Here was Roberts in April, questioning Deputy Solicitor General Neal Katyal’s claim that Section 5 was still necessary because it still deters racially discriminatory voting practices: “Well, that’s like the old—you know, it’s the elephant whistle. You know, I have this whistle to keep away the elephants. You know, well, that’s silly. Well, there are no elephants, so it must work.”
Here is Roberts writing today: “These improvements [in racial conditions] are no doubt due in significant part to the Voting Rights Act itself, and stand as a monument to its success.”

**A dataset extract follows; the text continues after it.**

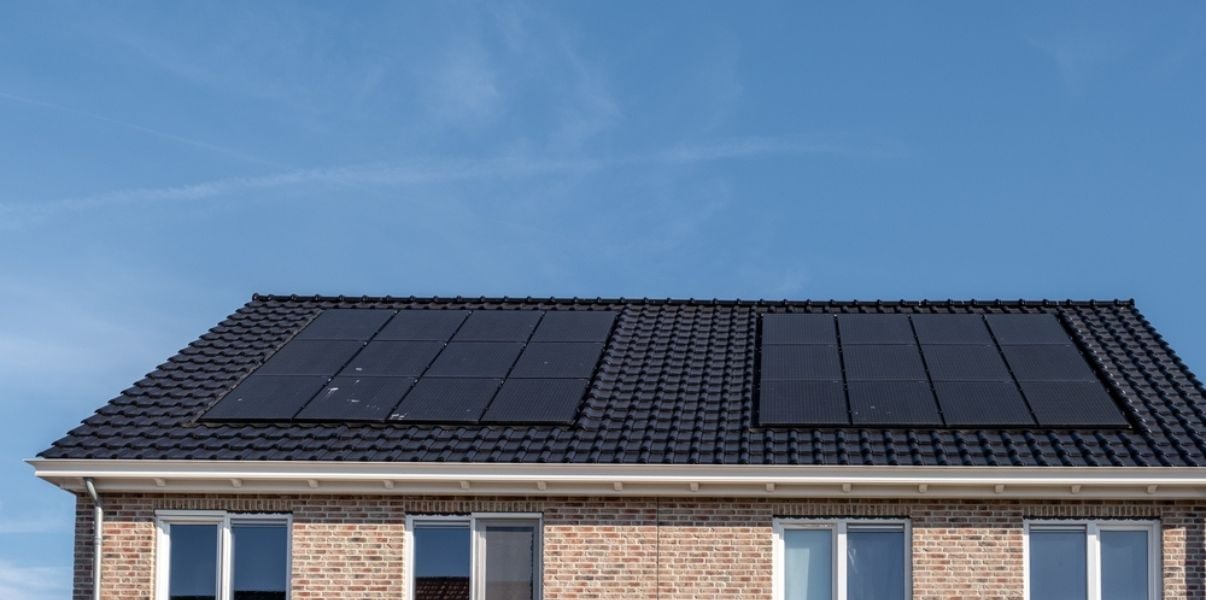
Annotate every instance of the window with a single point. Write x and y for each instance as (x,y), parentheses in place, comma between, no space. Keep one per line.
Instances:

Here was Roberts in April, irked at the mere suggestion that there is still racism in some jurisdictions but not in others: “At what point does that history … stop justifying action with respect to some jurisdictions but not with respect to others that show greater disparities? … Your answer is that Congress can impose this disparate treatment forever because of the history in the south. … When can they—when can they—when do they have to stop?”

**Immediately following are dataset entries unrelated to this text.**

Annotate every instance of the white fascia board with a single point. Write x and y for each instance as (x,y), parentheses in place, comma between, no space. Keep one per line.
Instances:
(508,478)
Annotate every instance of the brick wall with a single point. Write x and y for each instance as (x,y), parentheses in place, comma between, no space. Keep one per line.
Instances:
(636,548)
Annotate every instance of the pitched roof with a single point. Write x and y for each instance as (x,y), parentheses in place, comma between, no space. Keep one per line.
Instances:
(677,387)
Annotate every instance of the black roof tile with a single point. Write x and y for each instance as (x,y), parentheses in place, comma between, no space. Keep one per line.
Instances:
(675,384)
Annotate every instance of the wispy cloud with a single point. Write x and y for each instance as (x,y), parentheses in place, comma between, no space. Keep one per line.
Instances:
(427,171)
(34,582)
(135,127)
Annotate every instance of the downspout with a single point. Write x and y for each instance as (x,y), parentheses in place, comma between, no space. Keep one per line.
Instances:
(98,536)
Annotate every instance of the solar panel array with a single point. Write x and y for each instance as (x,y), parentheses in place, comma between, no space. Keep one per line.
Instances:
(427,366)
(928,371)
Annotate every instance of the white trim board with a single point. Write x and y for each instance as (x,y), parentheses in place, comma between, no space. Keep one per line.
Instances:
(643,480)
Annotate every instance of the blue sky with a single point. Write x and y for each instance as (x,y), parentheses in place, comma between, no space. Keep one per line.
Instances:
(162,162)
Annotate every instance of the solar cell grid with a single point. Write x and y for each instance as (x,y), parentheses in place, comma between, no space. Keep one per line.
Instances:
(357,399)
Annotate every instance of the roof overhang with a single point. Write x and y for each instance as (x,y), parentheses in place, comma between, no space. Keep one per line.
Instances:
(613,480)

Here is Roberts writing today: “More than 40 years ago, this Court concluded that ‘exceptional conditions’ prevailing in certain parts of the country justified extraordinary legislation otherwise unfamiliar to our federal system. In part due to the success of that legislation, we are now a very different Nation. Whether conditions continue to justify such legislation is a difficult constitutional question we do not answer today.”

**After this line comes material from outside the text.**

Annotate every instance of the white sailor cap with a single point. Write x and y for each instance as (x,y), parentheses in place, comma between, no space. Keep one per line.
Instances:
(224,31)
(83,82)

There is simply no way to reconcile the John Roberts speaking in late April with the John Roberts writing in late June, beyond Linda’s conclusion that April Roberts simply blinked when confronted with actually striking down part of a path breaking civil rights law. Lyle Denniston suggests at SCOTUSblog that when Roberts started thinking about drafting what he was thinking, the opinion “simply would not write.” Yet Clarence Thomas found that it would, and did, write. And he alone is left to argue, in his dissent, that Section 5 is constitutionally unjustified:
The extensive pattern of discrimination that led the Court to previously uphold §5 as enforcing the Fifteenth Amendment no longer exists. Covered jurisdictions are not now engaged in a systematic campaign to deny black citizens access to the ballot through intimidation and violence. And the days of “grandfather clauses, property qualifications, ‘good character’ tests, and the requirement that registrants ‘understand’ or ‘interpret’ certain matter,” are gone. … Punishment for long past sins is not a legitimate basis for imposing a forward-looking preventative measure that has already served its purpose. Those supporting §5’s reenactment argue that without it these jurisdictions would return to the racially discriminatory practices of 30 and 40 years ago. But there is no evidence that public officials stand ready, if given the chance, to again engage in concerted acts of violence, terror, and subterfuge in order to keep minorities from voting. … Admitting that a prophylactic law as broad as §5 is no longer constitutionally justified based on current evidence of discrimination is not a sign of defeat. It is an acknowledgment of victory.
Walter and Linda, what do you make of these words, coming from the only African-American on the Supreme Court, who argues today that doing away with Section 5 is the best way to “honor the promise” of the Voting Rights Act itself?